When you first walk into Leon Gous's office in the engineering department, immediately hanging on the left wall is the famous 1990 Voyager photograph where for a fraction of a second the camera captures blue light reflecting from Earth - a tiny spec in the large dark cosmos - made famous in the late Carl Sagan's book, Pale Blue Dot.
Beside the photograph featuring Sagan's famous quote on the picture, hangs a large world map right across from the new director of engineering's L-shaped desk.
The wall dcor is an important backdrop to what Gous refers to as always keeping things in perspective.
"I always used to tell my staff in Vernon is you always have to keep some perspective in life," he said. "And I always had that world map up ... because the guys would come in at the city and always say to me, basically, there's these end of the world problems and I'll sit back and say look at that map and realize that seven billion people couldn't give a damn about it."
Gous said with those ideas in tow, it helps him direct and handle a problem while also keeping an eye on how it relates to everything as a whole.

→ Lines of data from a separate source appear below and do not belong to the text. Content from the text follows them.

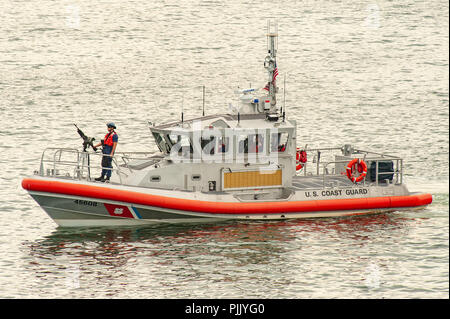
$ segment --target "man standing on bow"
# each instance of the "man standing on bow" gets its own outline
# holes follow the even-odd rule
[[[117,143],[119,141],[119,136],[114,131],[116,129],[116,125],[114,123],[106,124],[108,128],[108,133],[105,135],[105,139],[102,142],[94,145],[95,147],[99,147],[103,145],[104,154],[102,157],[102,176],[97,177],[95,180],[100,182],[109,182],[112,173],[112,157],[114,156],[114,152],[116,151]]]

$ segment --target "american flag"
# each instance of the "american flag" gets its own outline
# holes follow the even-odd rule
[[[277,76],[278,76],[278,67],[277,67],[277,62],[275,62],[275,69],[273,70],[273,77],[272,77],[273,86],[276,86],[275,80],[277,79]],[[269,91],[269,83],[266,84],[266,86],[264,87],[264,90]]]

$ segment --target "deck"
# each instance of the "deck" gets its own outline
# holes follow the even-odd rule
[[[323,187],[352,187],[354,184],[346,175],[327,175],[325,176],[325,185],[323,176],[294,176],[292,187],[296,190],[317,189]]]

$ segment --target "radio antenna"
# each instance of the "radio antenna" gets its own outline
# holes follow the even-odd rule
[[[284,74],[284,81],[283,81],[283,110],[281,113],[286,112],[286,73]]]
[[[181,124],[184,120],[184,94],[181,94]]]
[[[203,85],[203,116],[205,116],[205,86]]]

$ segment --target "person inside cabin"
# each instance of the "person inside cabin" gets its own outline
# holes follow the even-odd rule
[[[220,137],[219,138],[219,147],[218,147],[218,153],[226,153],[228,152],[228,137]]]
[[[116,125],[114,123],[106,124],[108,133],[105,135],[105,139],[100,143],[95,145],[95,147],[103,146],[102,153],[102,175],[97,177],[95,180],[99,182],[109,182],[112,173],[112,157],[117,148],[117,143],[119,142],[119,136],[117,135],[115,129]]]
[[[278,133],[278,152],[286,150],[286,140],[282,139],[281,133]]]
[[[264,151],[263,137],[260,134],[251,135],[251,143],[249,143],[249,153],[261,153]]]
[[[271,152],[284,152],[287,144],[287,133],[274,133],[271,137]]]

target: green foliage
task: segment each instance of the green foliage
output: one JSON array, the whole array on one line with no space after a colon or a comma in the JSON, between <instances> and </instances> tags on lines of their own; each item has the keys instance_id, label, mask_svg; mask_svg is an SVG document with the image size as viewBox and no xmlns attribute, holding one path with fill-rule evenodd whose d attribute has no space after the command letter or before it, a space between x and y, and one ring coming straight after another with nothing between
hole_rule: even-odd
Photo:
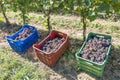
<instances>
[{"instance_id":1,"label":"green foliage","mask_svg":"<svg viewBox=\"0 0 120 80\"><path fill-rule=\"evenodd\" d=\"M97 17L99 0L75 0L74 10L82 17L93 21Z\"/></svg>"},{"instance_id":2,"label":"green foliage","mask_svg":"<svg viewBox=\"0 0 120 80\"><path fill-rule=\"evenodd\" d=\"M74 54L71 54L69 51L64 52L64 56L67 57L68 59L72 60L74 59Z\"/></svg>"},{"instance_id":3,"label":"green foliage","mask_svg":"<svg viewBox=\"0 0 120 80\"><path fill-rule=\"evenodd\" d=\"M3 21L4 20L4 18L3 17L0 17L0 21Z\"/></svg>"},{"instance_id":4,"label":"green foliage","mask_svg":"<svg viewBox=\"0 0 120 80\"><path fill-rule=\"evenodd\" d=\"M8 0L0 0L0 6L3 5L4 11L9 8L9 1ZM2 12L2 8L0 7L0 12Z\"/></svg>"},{"instance_id":5,"label":"green foliage","mask_svg":"<svg viewBox=\"0 0 120 80\"><path fill-rule=\"evenodd\" d=\"M57 9L63 0L36 0L37 9L42 10L45 15L47 11Z\"/></svg>"},{"instance_id":6,"label":"green foliage","mask_svg":"<svg viewBox=\"0 0 120 80\"><path fill-rule=\"evenodd\" d=\"M74 55L73 54L69 54L68 55L68 59L71 59L71 60L74 59Z\"/></svg>"},{"instance_id":7,"label":"green foliage","mask_svg":"<svg viewBox=\"0 0 120 80\"><path fill-rule=\"evenodd\" d=\"M10 5L14 12L21 12L19 15L23 19L23 24L26 24L29 21L28 12L33 9L34 2L31 0L12 0Z\"/></svg>"},{"instance_id":8,"label":"green foliage","mask_svg":"<svg viewBox=\"0 0 120 80\"><path fill-rule=\"evenodd\" d=\"M100 0L74 0L73 3L74 11L82 17L83 39L85 40L87 21L94 21L96 19Z\"/></svg>"},{"instance_id":9,"label":"green foliage","mask_svg":"<svg viewBox=\"0 0 120 80\"><path fill-rule=\"evenodd\" d=\"M45 28L48 28L49 32L52 29L50 24L50 15L61 5L62 2L63 0L36 0L36 7L44 13L44 17L46 18L44 21L44 23L46 22Z\"/></svg>"},{"instance_id":10,"label":"green foliage","mask_svg":"<svg viewBox=\"0 0 120 80\"><path fill-rule=\"evenodd\" d=\"M45 28L52 30L51 13L61 10L64 13L75 13L81 16L83 25L83 37L86 36L86 26L88 21L94 21L99 12L105 12L106 17L120 15L119 0L1 0L6 8L13 11L20 11L23 24L29 22L30 11L41 11L44 13ZM109 16L107 16L109 15ZM115 21L116 21L115 17Z\"/></svg>"},{"instance_id":11,"label":"green foliage","mask_svg":"<svg viewBox=\"0 0 120 80\"><path fill-rule=\"evenodd\" d=\"M8 1L7 0L0 0L0 12L2 12L4 19L6 21L7 25L10 25L10 22L6 16L6 5L8 5Z\"/></svg>"},{"instance_id":12,"label":"green foliage","mask_svg":"<svg viewBox=\"0 0 120 80\"><path fill-rule=\"evenodd\" d=\"M106 18L114 17L114 21L120 15L120 1L119 0L103 0L100 6L101 11L106 12Z\"/></svg>"}]
</instances>

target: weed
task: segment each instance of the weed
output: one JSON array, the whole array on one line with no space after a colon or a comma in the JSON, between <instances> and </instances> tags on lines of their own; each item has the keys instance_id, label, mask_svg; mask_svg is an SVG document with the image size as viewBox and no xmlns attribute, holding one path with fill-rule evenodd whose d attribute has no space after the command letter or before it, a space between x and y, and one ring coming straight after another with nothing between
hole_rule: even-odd
<instances>
[{"instance_id":1,"label":"weed","mask_svg":"<svg viewBox=\"0 0 120 80\"><path fill-rule=\"evenodd\" d=\"M45 72L38 70L30 62L23 62L12 56L7 53L11 52L8 50L0 48L0 80L39 80L42 77L45 78Z\"/></svg>"},{"instance_id":2,"label":"weed","mask_svg":"<svg viewBox=\"0 0 120 80\"><path fill-rule=\"evenodd\" d=\"M111 26L110 30L111 30L112 33L113 32L118 32L120 30L120 27L118 27L118 26Z\"/></svg>"}]
</instances>

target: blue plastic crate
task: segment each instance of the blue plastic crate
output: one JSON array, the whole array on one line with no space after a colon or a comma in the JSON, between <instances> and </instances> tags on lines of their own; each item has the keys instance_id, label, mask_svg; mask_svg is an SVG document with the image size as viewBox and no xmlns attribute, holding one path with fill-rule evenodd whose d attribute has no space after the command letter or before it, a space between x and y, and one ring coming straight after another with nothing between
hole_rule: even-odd
<instances>
[{"instance_id":1,"label":"blue plastic crate","mask_svg":"<svg viewBox=\"0 0 120 80\"><path fill-rule=\"evenodd\" d=\"M31 33L24 40L14 40L18 36L18 34L21 33L25 28L31 28L33 30L33 33ZM23 25L22 28L12 36L6 36L6 39L11 48L18 53L25 52L27 48L32 46L33 43L35 43L38 40L38 38L39 36L37 29L30 25Z\"/></svg>"}]
</instances>

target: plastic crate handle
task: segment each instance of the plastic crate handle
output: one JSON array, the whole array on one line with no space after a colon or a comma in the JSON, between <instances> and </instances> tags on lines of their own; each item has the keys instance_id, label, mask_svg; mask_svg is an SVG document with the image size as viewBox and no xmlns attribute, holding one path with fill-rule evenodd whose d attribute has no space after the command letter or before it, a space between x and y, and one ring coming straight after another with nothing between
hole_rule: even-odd
<instances>
[{"instance_id":1,"label":"plastic crate handle","mask_svg":"<svg viewBox=\"0 0 120 80\"><path fill-rule=\"evenodd\" d=\"M58 34L59 34L59 35L64 35L64 34L63 34L63 33L61 33L61 32L59 32Z\"/></svg>"},{"instance_id":2,"label":"plastic crate handle","mask_svg":"<svg viewBox=\"0 0 120 80\"><path fill-rule=\"evenodd\" d=\"M14 43L15 41L13 41L13 40L10 40L10 42L11 42L11 43Z\"/></svg>"},{"instance_id":3,"label":"plastic crate handle","mask_svg":"<svg viewBox=\"0 0 120 80\"><path fill-rule=\"evenodd\" d=\"M6 36L6 39L8 40L8 41L10 41L10 43L14 43L14 40L13 39L11 39L11 38L8 38L9 36Z\"/></svg>"},{"instance_id":4,"label":"plastic crate handle","mask_svg":"<svg viewBox=\"0 0 120 80\"><path fill-rule=\"evenodd\" d=\"M34 49L34 51L40 51L40 52L42 52L42 53L40 53L40 54L44 54L44 52L42 51L42 50L40 50L40 49L38 49L36 46L38 46L37 44L34 44L33 45L33 49Z\"/></svg>"},{"instance_id":5,"label":"plastic crate handle","mask_svg":"<svg viewBox=\"0 0 120 80\"><path fill-rule=\"evenodd\" d=\"M15 43L16 41L20 41L21 44L23 44L22 40L13 40L11 38L7 38L8 41L10 41L10 43Z\"/></svg>"},{"instance_id":6,"label":"plastic crate handle","mask_svg":"<svg viewBox=\"0 0 120 80\"><path fill-rule=\"evenodd\" d=\"M25 25L22 26L23 29L28 28L28 27L30 27L30 25L28 25L28 24L25 24Z\"/></svg>"},{"instance_id":7,"label":"plastic crate handle","mask_svg":"<svg viewBox=\"0 0 120 80\"><path fill-rule=\"evenodd\" d=\"M89 64L89 65L93 65L92 63L89 63L89 62L85 62L86 64Z\"/></svg>"},{"instance_id":8,"label":"plastic crate handle","mask_svg":"<svg viewBox=\"0 0 120 80\"><path fill-rule=\"evenodd\" d=\"M102 36L102 35L96 35L97 37L100 37L100 38L104 38L104 36Z\"/></svg>"}]
</instances>

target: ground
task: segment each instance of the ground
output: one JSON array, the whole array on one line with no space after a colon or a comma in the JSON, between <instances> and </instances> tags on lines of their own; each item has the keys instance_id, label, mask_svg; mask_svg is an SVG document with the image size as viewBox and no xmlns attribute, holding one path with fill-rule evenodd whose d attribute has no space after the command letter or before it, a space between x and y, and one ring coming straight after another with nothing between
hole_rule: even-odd
<instances>
[{"instance_id":1,"label":"ground","mask_svg":"<svg viewBox=\"0 0 120 80\"><path fill-rule=\"evenodd\" d=\"M7 26L4 21L0 22L0 46L6 50L10 47L5 36L11 35L21 28L20 18L15 16L18 15L18 13L8 12L7 14L9 14L8 17L11 25ZM44 27L43 15L30 13L29 16L31 18L30 25L35 26L39 32L40 38L37 42L39 43L47 36L47 29ZM52 15L51 25L53 26L53 29L68 34L70 40L69 48L60 57L54 67L48 67L41 61L37 60L32 47L30 47L24 54L17 54L12 49L8 52L10 52L11 55L16 56L16 58L19 58L22 62L24 62L24 60L31 62L31 64L34 64L38 68L37 70L45 72L47 75L44 76L45 78L42 77L41 80L120 80L119 21L112 22L109 20L97 19L94 22L87 24L87 34L92 31L112 36L112 49L102 78L78 70L75 53L83 44L82 24L80 23L80 18L71 15Z\"/></svg>"}]
</instances>

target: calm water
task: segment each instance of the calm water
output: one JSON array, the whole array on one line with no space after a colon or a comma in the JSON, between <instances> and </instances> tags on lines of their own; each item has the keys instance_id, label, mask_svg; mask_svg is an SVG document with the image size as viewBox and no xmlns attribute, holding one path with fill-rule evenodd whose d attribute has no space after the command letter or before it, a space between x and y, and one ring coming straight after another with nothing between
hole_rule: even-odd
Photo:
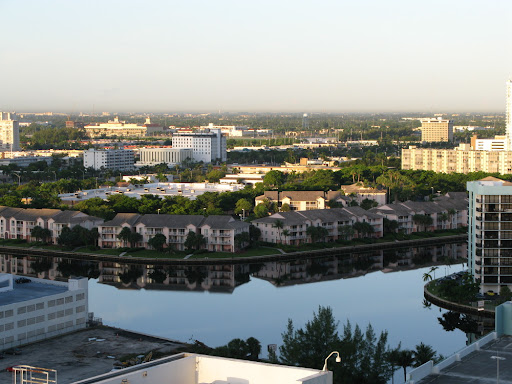
<instances>
[{"instance_id":1,"label":"calm water","mask_svg":"<svg viewBox=\"0 0 512 384\"><path fill-rule=\"evenodd\" d=\"M420 342L449 355L466 334L447 332L445 311L423 305L423 274L437 276L462 265L465 244L375 251L318 259L225 266L131 265L60 258L0 255L4 272L50 279L88 276L89 311L107 325L209 346L256 337L281 344L288 318L303 327L318 306L330 306L341 326L387 330L389 344ZM156 271L156 273L155 273Z\"/></svg>"},{"instance_id":2,"label":"calm water","mask_svg":"<svg viewBox=\"0 0 512 384\"><path fill-rule=\"evenodd\" d=\"M439 248L429 252L438 255L445 252ZM322 281L335 278L326 276L329 272L324 268L321 272L326 275L308 277L320 281L307 284L292 285L295 281L286 273L284 279L277 279L280 286L276 286L276 279L268 276L266 279L255 277L276 276L278 269L286 272L286 267L273 264L252 274L250 281L238 285L231 293L190 291L183 287L182 290L157 290L154 286L145 289L140 288L140 283L138 289L118 289L99 283L100 278L90 280L89 309L108 325L181 341L197 339L210 346L253 336L261 341L266 351L267 344L281 343L288 318L302 327L322 305L332 307L341 325L350 320L361 327L371 323L378 332L388 330L391 346L401 342L403 348L413 348L425 342L443 355L462 348L466 335L460 330L446 332L439 324L438 317L444 310L423 306L423 274L430 266L409 269L414 265L395 264L400 263L394 263L394 268L388 265L387 269L374 270L379 269L379 263L375 263L369 271L354 274L352 270L350 276L353 277L345 274L345 278ZM461 264L440 266L436 273L439 276L461 269ZM311 270L310 266L309 272ZM138 279L142 280L144 277ZM123 285L136 286L133 283Z\"/></svg>"}]
</instances>

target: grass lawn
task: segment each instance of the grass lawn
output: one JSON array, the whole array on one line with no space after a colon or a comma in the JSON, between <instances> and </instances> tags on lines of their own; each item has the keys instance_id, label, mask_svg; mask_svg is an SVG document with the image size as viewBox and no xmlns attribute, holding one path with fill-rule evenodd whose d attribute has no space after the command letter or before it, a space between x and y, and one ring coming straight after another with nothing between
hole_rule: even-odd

"The Carl Sagan (Pale Blue Dot quote) was one more perspective zoom out from the world map because if you look at that picture there ... 6.5 billion miles away is the little Earth and that's basically perspective. That particular piece is quite stunning, in fact."
While keeping the world on his purview, Gous hails from far away South Africa where he obtained his two engineering degrees; his relevant one is an honours degree in urban engineering.
"I'm a civil engineer," he said. "I got both of those in South Africa in Pretoria and I worked a little bit there at the time, actually, for a municipality in South Africa."
Gous worked for the former town called Midrand, which is now part of the greater Metro Johannesburg.
"It was a really interesting time I happened to be working for the city, and of course it was right around an election in '94," he said. "It was the first real free election so it changed the face of a lot of organizations on the local government and provincial government levels. It was an interesting time. You could never take away that learning experience."
It was a dynamic time that would initially put Gous in the throws of public service, but in 1996 he and his wife left their families and moved to Canada.
He worked for a private consulting firm on small hydro projects for six years and did his MBA at Simon Fraser University in 2001 and finished in 2003.
"From there, I was actually recruited just at the end of my MBA to go and start up a regional water utility in the Vernon area," Gous said. "I was hired to go set that up and become their project director, which was kind of looking after a big capital investment program that they had to improve their water collection program."
After a year of working for the regional district, one of the City of Vernon's general managers resigned. Gous took the position and then in 2005 took over the city's top position as the chief administrative officer.
"I left there after two terms," he said. "When I got hired on I did commit to two terms because we had a whole turnaround that we needed to do and I was committed to do that."
A new council started with Gous in 2005, but he left at the end of 2011 and moved to the Lower Mainland to work, once again, in the private sector.
"(I) worked for Flour, which is a huge engineering and construction company and I was working on a big mine expansion in Peru," he said. "So I did that for the last eight months."
Gous was involved in a $4.4 billion expansion to a copper mine in Southern Peru, but the move to Southern B.C. was also inspired by his 15- and 13-year-old daughters.
"That was one of our big drives, was family, that was our move," he said laughing as he mentions he's outnumbered in his household with his two daughters, wife and their female dog.
Gous was drawn to the director of engineering position in Burnaby because of the city's reputation for being well managed.
"What I really liked was it's obviously a very well-run municipality," he said. "The size was, I think, also the right kind of range that I was interested in."
Gous started as the director on July 2.
"I think clearly my experience as (chief administrative officer) of the City of Vernon must have helped," he said, when asked why he believes he was chosen for the position. "Of course, a very broad experience of running a city and these kinds of positions as a director - you do really need to have a city handle, not just focus on engineering issues - you need to be looking at the interest of the whole city."
Gous said his other directive is to serve the community.
"It sounds trite, always, but it's still fundamental to everything we do," he added. "We have fundamental services we have to deliver and we deliver it to a customer base, and if we're not meeting their need, you're pretty much wasting your time. To me, customer service from a city's perspective is important."
The other objective for Gous is to improve the department and city where he can, but does not think any big changes are required.
"I think the basics are there and the city is very well run," he added.
Barry Davis was acting director of engineering but decided the position wasn't for him, according to Bob Moncur, city manager.
Davis has returned to his position as deputy director of engineering.